Later on, the authors in [2] used wavelet multi-scale edge detection to analyze faulty edges in high-frequency multi-textural backgrounds. They suggested a special framework to distinguish the region of the defect from the background. This framework uses edge detection models after optimizing their parameters, such as the threshold value.
Moreover, in [5], a fast detection approach for automatic quality control is presented. This approach uses the feature similarity of tire pictures to capture texture distortion in each pixel by weighting the dissimilarity between pixels. The proposed method was tested on both sidewall and tread images and delivered competitive results. Latterly, the authors in [6] presented a high-precision approach for pixel-level defect identification. They used local inverse difference moment (LIDM) features to create a feature distribution. The defect feature map (DFM) is formed to make it easier to find the defect by comparing the LIDM feature distributions of the original tire image and each sliding image patch. This is done by computing the Hausdorff distance between these two distributions.
Furthermore, in [7], an auto-detection of tire defects in an X-ray image is presented using the inverse transformation of the principal component residual. In this model, three defect types were detected as follows: cords break, bubbles, and foreign matter. In [8], the fine-tuning of the STDC-Net encoder is used to extract the texture feature of the tire’s different regions. After that, they proposed a special decoder that compresses the encoder features output and searches the boundary of the bead toe for defect detection purposes.

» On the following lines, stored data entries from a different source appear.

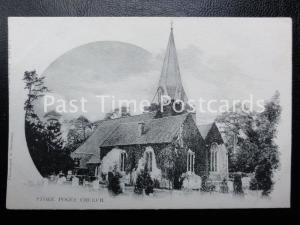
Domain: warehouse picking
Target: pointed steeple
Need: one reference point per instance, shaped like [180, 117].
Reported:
[170, 80]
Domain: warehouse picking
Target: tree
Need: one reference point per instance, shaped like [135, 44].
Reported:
[43, 140]
[80, 130]
[36, 89]
[256, 148]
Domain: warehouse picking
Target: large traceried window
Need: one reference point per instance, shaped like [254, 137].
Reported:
[190, 161]
[122, 161]
[214, 157]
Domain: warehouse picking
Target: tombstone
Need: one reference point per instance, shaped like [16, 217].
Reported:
[75, 181]
[61, 180]
[230, 186]
[96, 185]
[238, 185]
[45, 182]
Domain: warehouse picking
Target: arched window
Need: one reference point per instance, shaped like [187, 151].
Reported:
[190, 161]
[122, 161]
[149, 158]
[214, 157]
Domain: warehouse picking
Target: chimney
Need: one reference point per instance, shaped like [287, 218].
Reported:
[141, 128]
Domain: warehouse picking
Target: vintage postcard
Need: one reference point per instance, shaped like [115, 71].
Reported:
[149, 113]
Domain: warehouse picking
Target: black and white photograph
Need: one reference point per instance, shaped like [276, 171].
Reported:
[149, 112]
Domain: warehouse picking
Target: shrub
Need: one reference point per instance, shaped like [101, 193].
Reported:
[144, 182]
[263, 178]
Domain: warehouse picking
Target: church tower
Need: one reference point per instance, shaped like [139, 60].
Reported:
[170, 83]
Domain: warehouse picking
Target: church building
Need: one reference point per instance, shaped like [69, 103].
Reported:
[167, 143]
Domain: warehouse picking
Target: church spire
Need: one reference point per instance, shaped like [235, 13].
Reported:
[170, 80]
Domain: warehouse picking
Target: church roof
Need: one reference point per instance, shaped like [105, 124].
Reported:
[170, 80]
[124, 131]
[160, 130]
[52, 113]
[104, 130]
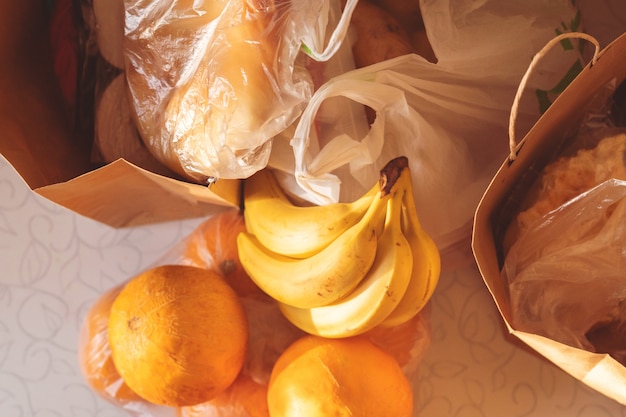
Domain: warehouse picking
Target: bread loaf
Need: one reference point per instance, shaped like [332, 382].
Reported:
[204, 83]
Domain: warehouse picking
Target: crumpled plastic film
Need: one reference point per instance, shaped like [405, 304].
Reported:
[211, 83]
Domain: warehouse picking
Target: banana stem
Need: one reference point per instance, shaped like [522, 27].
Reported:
[390, 173]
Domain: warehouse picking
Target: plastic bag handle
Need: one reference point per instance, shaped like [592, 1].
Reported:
[513, 145]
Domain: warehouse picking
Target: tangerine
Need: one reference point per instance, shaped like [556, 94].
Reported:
[94, 352]
[244, 398]
[351, 377]
[178, 334]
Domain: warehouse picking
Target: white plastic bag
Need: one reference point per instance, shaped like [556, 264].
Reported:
[212, 82]
[449, 118]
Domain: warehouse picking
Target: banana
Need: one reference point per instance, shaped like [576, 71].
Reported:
[379, 292]
[291, 230]
[426, 265]
[323, 277]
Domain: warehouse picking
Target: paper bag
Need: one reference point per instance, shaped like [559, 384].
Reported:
[514, 178]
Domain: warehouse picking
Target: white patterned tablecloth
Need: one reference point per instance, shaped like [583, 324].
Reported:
[54, 264]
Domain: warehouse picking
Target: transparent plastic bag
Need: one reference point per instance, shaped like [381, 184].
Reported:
[566, 272]
[212, 245]
[211, 83]
[446, 117]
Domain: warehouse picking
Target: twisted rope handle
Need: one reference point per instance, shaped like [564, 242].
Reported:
[513, 145]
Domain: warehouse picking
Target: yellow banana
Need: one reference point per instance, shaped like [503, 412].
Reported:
[323, 277]
[291, 230]
[378, 293]
[426, 265]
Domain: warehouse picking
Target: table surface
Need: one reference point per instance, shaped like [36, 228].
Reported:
[54, 263]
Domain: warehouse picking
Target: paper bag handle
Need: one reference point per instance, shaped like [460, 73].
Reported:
[513, 145]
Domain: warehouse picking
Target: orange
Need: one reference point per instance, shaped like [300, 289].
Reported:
[352, 377]
[94, 352]
[213, 245]
[244, 398]
[178, 335]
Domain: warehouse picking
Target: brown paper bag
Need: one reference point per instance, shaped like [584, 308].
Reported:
[513, 180]
[38, 140]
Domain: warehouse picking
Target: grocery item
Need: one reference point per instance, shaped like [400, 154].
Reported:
[378, 35]
[94, 352]
[377, 294]
[318, 377]
[333, 292]
[178, 335]
[570, 176]
[426, 265]
[243, 398]
[294, 230]
[326, 275]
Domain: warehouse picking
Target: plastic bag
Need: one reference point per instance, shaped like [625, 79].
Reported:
[448, 118]
[566, 273]
[212, 82]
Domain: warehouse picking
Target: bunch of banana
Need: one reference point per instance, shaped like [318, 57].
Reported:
[341, 269]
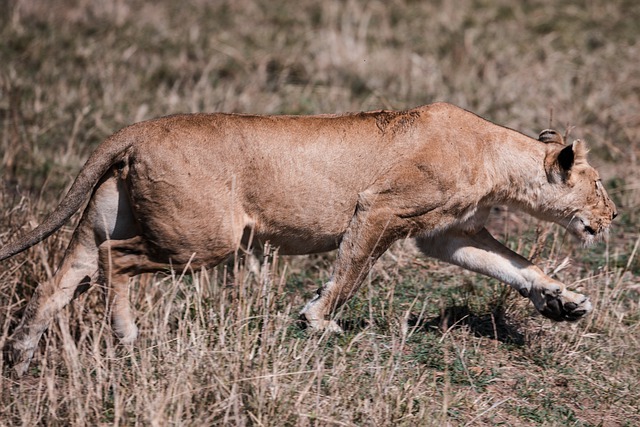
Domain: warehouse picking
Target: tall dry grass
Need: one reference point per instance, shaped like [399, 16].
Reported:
[425, 343]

This segmentation approach has achieved 92.4% L-mIoU and 97.1% mIoU for \(512 \times 512\) input image.
Although the segmentation-based approaches can succeed in solving the first challenge, the variation of tire specifications and designs, they suffer in solving the second challenge, the distinct characteristics of defect types. Thus, they are rarely used in industrial applications [1]. Table 1 summarizes the segmentation-based approaches in recent studies.
The second group of researchers dealt with tire defect detection as a classification problem. Consequently, they have suggested different classifiers using both machine learning and deep learning techniques. For example, the author of the [9] detects tire bubbles with texture-based features and machine learning methods. The convolutional neural networks (CNN) and the faster regions CNN are employed in [10] for the detection of bubble errors. In [11], an improved extremum filter and an enhanced locally adaptive-threshold binarization are used to detect impurities and bubble errors in tire X-ray images. The authors tested their approach by utilizing 280 tires from a tire factory with impurities and bubbles faults. Nonetheless, the models presented in these studies were used to detect only impurities and bubbles defects, whereas, in reality, there are around 20 types of defects [1]. This fact highlights the fact that they could not be embedded in real applications.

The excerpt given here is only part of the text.